Initially, the company built educational resources for its clients and anyone interested in being a digital event manager. Over time, however, Gungadin realised there was a need for the role to be more defined, especially as industry players believe hybrid events are the future.

“Early last year, we created the educational materials because they were not readily available. We even checked out universities, polytechnics and training institutions and they too were not up to speed.

Gungadin: With big data analytics, companies can leverage the treasure trove of data that is captured during events

“And so, we engaged with experts of virtual events — people from the UK, the US, Australia, Japan and China who have been doing this long before the pandemic — to gain more insight and create better educational material,” Gungadin says.

Two sets of educational material were developed for two groups of people — one for adult learning, targeting event managers who want to learn new skills, and the other, to fit into the core curriculum of learning institutes.

Gungadin explains that the courses for adult learning are bite-sized and can be carried out in two full days, and have a practical element to them. Meanwhile, courses for learning institutions are still in the works, as most universities typically review their curriculums on a three-year cycle.

One of the institutes offering adult courses is Nanyang Polytechnic in Singapore. Gungadin says it is an in-person course but the institute is looking to offer online classes as well. Unfortunately, owing to the heightened restrictions in Singapore, the GEVME team is only going to offer the course in early September.

For the adult learning course, Gungadin says the first thing it is addressing is the fear of technology. An event manager frequently encounters digital terminology (such as secure sockets layer, or SSL), which needs to be demystified, as it could be intimidating.

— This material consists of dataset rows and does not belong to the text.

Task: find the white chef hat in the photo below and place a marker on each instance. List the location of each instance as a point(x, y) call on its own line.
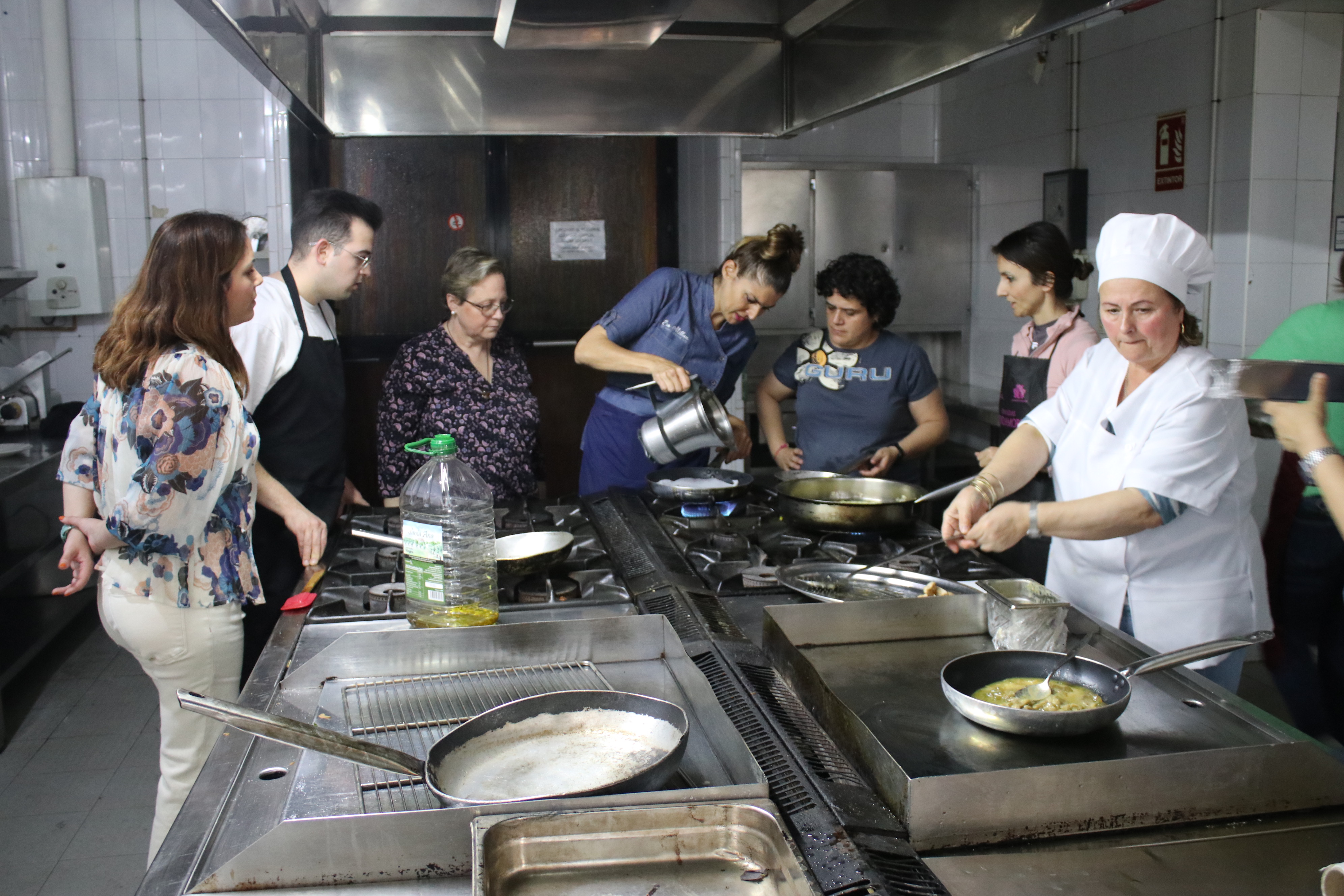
point(1160, 249)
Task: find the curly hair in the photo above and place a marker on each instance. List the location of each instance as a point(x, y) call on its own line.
point(866, 280)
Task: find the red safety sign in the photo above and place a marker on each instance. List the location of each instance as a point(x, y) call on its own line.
point(1170, 163)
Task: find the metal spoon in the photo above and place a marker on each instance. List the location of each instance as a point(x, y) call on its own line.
point(888, 559)
point(1041, 690)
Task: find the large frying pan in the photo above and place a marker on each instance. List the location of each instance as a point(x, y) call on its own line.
point(965, 675)
point(847, 504)
point(445, 776)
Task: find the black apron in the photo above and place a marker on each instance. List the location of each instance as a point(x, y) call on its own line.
point(1022, 389)
point(303, 444)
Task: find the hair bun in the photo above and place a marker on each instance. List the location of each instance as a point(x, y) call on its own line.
point(784, 241)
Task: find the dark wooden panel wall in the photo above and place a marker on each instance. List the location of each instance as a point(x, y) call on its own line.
point(508, 190)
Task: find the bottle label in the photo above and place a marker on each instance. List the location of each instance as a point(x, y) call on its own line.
point(424, 580)
point(422, 540)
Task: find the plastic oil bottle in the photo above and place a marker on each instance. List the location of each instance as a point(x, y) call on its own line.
point(448, 535)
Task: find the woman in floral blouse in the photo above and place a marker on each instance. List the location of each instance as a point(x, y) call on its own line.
point(461, 379)
point(159, 476)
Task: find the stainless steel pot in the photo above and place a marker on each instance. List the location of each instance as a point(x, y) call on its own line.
point(847, 504)
point(441, 773)
point(965, 675)
point(689, 494)
point(684, 425)
point(530, 553)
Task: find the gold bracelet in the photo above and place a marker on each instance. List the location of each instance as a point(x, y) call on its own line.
point(986, 491)
point(1001, 491)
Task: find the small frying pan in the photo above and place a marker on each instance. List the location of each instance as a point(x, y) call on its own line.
point(965, 675)
point(530, 553)
point(447, 777)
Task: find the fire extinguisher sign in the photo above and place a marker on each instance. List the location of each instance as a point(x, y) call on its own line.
point(1170, 164)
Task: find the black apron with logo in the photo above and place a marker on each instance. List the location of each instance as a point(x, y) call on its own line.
point(1023, 387)
point(303, 445)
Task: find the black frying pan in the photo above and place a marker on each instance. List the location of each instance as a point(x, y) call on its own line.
point(445, 776)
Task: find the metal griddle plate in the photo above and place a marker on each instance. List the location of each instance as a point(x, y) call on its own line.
point(833, 582)
point(325, 821)
point(1184, 750)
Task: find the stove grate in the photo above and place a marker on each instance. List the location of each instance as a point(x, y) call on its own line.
point(411, 714)
point(815, 745)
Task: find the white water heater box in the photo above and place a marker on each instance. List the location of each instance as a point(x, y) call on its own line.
point(64, 229)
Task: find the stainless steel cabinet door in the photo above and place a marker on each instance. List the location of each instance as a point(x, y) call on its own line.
point(771, 197)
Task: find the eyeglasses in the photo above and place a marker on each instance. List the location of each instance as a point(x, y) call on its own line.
point(506, 307)
point(340, 248)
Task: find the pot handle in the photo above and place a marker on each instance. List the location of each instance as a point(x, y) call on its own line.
point(300, 734)
point(1193, 653)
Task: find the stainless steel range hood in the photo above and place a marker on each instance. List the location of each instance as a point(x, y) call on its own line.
point(753, 68)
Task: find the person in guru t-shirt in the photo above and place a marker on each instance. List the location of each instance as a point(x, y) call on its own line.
point(862, 391)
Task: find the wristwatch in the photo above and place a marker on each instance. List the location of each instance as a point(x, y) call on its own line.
point(1312, 460)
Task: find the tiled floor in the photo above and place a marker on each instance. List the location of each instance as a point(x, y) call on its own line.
point(77, 781)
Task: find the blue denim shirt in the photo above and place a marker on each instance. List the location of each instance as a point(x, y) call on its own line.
point(669, 315)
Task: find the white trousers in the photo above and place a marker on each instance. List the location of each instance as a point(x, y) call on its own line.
point(199, 649)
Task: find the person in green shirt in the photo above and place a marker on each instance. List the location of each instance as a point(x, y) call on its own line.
point(1310, 594)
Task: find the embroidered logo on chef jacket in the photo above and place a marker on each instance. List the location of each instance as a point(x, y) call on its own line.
point(820, 361)
point(675, 331)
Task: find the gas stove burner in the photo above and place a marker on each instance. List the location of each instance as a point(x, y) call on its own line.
point(707, 511)
point(537, 592)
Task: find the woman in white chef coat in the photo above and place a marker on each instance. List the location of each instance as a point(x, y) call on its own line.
point(1152, 527)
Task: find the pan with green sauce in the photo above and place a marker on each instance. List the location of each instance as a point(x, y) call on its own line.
point(1064, 696)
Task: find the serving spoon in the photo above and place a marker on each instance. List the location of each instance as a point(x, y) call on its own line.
point(1041, 690)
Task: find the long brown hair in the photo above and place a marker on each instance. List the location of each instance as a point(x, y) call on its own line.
point(771, 260)
point(178, 298)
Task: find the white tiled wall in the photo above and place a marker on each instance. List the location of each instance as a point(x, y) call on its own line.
point(1276, 152)
point(165, 116)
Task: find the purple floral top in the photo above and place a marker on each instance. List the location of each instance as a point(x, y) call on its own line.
point(172, 467)
point(433, 387)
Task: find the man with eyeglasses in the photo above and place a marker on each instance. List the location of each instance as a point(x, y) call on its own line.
point(296, 393)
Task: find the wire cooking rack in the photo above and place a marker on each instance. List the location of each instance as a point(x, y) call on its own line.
point(411, 714)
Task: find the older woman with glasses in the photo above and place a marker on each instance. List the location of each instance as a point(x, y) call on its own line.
point(461, 378)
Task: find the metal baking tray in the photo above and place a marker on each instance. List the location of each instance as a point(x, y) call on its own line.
point(831, 582)
point(725, 848)
point(1184, 750)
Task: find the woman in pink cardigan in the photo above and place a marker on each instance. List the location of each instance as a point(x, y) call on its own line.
point(1037, 273)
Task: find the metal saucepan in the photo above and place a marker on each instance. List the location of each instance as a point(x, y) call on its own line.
point(453, 769)
point(530, 553)
point(965, 675)
point(686, 494)
point(847, 504)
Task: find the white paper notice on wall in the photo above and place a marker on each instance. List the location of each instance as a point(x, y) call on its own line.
point(579, 241)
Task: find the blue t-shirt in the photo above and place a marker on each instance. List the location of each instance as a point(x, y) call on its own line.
point(855, 401)
point(669, 315)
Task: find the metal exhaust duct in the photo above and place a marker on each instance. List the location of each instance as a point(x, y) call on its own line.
point(585, 25)
point(751, 68)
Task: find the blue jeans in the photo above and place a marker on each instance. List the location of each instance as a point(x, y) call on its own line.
point(1311, 614)
point(1225, 673)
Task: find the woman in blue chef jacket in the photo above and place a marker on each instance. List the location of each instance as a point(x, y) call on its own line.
point(675, 324)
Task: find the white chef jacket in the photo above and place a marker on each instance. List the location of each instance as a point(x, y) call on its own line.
point(1197, 578)
point(269, 343)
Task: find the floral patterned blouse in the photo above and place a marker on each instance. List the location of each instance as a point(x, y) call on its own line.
point(433, 387)
point(171, 465)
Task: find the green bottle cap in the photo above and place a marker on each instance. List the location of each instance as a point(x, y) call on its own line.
point(440, 445)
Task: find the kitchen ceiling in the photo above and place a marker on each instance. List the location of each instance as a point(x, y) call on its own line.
point(752, 68)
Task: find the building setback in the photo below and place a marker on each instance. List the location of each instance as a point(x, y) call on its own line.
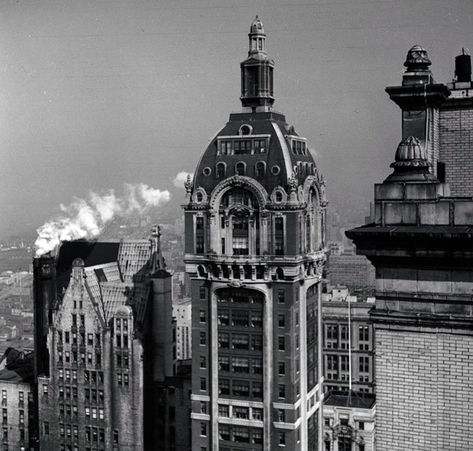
point(336, 326)
point(420, 241)
point(104, 312)
point(16, 383)
point(255, 249)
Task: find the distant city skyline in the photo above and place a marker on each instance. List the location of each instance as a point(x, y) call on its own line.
point(140, 86)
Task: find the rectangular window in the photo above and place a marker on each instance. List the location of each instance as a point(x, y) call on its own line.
point(223, 410)
point(257, 389)
point(223, 363)
point(223, 340)
point(257, 414)
point(256, 319)
point(279, 236)
point(199, 235)
point(281, 391)
point(281, 320)
point(281, 368)
point(281, 343)
point(281, 296)
point(241, 412)
point(223, 386)
point(240, 341)
point(256, 342)
point(240, 365)
point(223, 318)
point(257, 366)
point(240, 388)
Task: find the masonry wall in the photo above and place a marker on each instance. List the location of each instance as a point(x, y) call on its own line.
point(424, 390)
point(353, 271)
point(456, 149)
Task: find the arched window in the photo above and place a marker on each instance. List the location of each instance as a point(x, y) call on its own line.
point(241, 217)
point(240, 168)
point(221, 170)
point(260, 169)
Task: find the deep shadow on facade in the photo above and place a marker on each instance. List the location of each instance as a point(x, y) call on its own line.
point(105, 351)
point(254, 251)
point(420, 242)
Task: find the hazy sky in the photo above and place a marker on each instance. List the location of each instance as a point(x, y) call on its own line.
point(97, 93)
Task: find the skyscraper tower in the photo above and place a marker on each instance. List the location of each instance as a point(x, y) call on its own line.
point(254, 243)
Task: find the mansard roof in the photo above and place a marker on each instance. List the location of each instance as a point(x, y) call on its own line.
point(280, 161)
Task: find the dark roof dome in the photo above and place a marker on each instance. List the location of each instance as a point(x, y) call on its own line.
point(257, 26)
point(417, 58)
point(410, 152)
point(410, 163)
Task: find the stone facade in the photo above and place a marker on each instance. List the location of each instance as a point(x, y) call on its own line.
point(420, 242)
point(349, 423)
point(255, 248)
point(16, 388)
point(335, 348)
point(109, 345)
point(424, 389)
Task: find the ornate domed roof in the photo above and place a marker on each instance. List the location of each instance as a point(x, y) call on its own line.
point(417, 57)
point(410, 163)
point(257, 26)
point(410, 153)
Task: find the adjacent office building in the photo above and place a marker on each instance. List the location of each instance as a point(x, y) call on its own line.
point(104, 345)
point(420, 241)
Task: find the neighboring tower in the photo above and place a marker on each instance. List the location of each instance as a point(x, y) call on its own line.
point(254, 243)
point(109, 346)
point(456, 125)
point(420, 242)
point(419, 97)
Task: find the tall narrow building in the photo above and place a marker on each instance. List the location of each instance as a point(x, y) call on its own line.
point(420, 241)
point(103, 316)
point(254, 243)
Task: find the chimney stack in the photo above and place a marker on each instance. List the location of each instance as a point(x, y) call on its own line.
point(463, 67)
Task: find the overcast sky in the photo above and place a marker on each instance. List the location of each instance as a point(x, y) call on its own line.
point(94, 94)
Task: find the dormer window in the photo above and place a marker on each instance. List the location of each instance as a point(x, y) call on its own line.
point(242, 147)
point(225, 147)
point(299, 147)
point(260, 145)
point(220, 170)
point(240, 168)
point(260, 169)
point(245, 129)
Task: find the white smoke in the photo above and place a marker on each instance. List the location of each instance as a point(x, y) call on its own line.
point(180, 178)
point(86, 218)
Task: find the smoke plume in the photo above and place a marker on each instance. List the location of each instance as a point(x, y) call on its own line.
point(87, 218)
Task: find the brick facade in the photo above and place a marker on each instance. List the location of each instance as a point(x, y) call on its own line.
point(424, 390)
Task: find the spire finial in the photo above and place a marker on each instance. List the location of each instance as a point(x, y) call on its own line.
point(257, 70)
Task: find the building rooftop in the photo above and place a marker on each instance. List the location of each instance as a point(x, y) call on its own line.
point(357, 400)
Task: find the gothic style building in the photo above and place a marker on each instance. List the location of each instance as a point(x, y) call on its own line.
point(254, 251)
point(420, 241)
point(104, 346)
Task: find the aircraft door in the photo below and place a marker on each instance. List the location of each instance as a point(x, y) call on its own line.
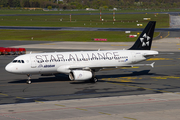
point(33, 62)
point(133, 57)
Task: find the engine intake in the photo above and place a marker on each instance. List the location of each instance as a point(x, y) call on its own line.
point(80, 75)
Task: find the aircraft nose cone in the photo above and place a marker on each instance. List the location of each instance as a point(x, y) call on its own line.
point(8, 68)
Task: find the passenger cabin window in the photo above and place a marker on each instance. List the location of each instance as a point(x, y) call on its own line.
point(18, 61)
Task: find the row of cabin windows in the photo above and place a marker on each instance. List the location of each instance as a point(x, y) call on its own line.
point(110, 58)
point(18, 61)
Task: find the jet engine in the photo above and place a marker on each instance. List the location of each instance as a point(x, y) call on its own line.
point(80, 75)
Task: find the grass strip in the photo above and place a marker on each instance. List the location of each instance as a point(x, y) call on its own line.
point(79, 36)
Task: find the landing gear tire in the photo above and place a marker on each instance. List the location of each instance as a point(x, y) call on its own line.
point(28, 81)
point(94, 80)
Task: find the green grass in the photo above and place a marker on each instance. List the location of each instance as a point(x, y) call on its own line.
point(80, 36)
point(19, 11)
point(122, 21)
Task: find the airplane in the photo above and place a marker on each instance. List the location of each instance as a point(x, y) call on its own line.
point(82, 65)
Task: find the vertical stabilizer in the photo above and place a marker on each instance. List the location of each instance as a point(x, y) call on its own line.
point(145, 39)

The course will also cover cybersecurity, making students aware of the importance of data protection and management, especially in the context of virtual events.

After instructing students in the foundational basics, Gungadin says, the course will focus on more technical subjects.

“When I say ‘technical’, it’s not to build things from a technical perspective, but to be able to become a proficient user of tools out there, even free tools that you can get started on,” he explains.

Gungadin advises event agencies to become tech companies that incorporate digital event management and big data analytics, which will be the next asset to the industry.

“With big data analytics, companies can leverage the treasure trove of data that is captured during events, allowing them to have a better understanding of their customers and to act upon that. We’ve always talked about these things, but never really applied them. That is changing.”